In March 2023, GPT-4 boasted an impressive prime number problem-solving accuracy rate of 97.6%. However, in its recent update in June 2023, this rate drastically plummeted to a mere 2.4%. Users have been voicing concerns about OpenAI’s chatbots’ declining performance, and a recent report from Stanford University and the University of California, Berkeley, confirms these worries.
The report analyzed GPT3.5 and GPT-4’s responses in various areas, including math, problem-solving, and code generation, over four months from March to June 2023. During this period, GPT-4’s prime number problem-solving accuracy suffered a significant decline from 97.6% to 2.4%. On the other hand, ChatGPT 3.5 showed improvement in its arithmetical skills, increasing its accuracy from 7.4% to 86.8% in prime-number problem-solving.
Both GPT3.5 and GPT-4 were renowned for their ability to generate code, but their performance in this area also deteriorated over time. In March, GPT-4 could provide accurate, ready-to-run scripts over 50% of the time, while ChatGPT 3.5 managed this around 22%. However, by June, their accuracy rates in generating ready-to-run scripts plummeted to 10% and 2%, respectively.
The exact cause behind these changes in the chatbots’ responses remains unclear due to the opacity of these models. Researcher James Zhu suggests that improvements in some domains may inadvertently lead to negative effects on other tasks.

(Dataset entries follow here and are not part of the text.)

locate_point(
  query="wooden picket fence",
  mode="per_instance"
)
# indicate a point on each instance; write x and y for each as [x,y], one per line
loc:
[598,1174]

OpenAI responded to the report, denying claims of intentionally making GPT-4 less intelligent. According to VP of Product Peter Welinder, each new version is meant to be smarter than its predecessor. He attributes the issues to the heavy usage of the models, which brings attention to previously unnoticed problems.
As the debate continues, the performance of these chatbots remains a topic of concern for users and researchers alike, urging OpenAI to address and resolve the reported decline in accuracy.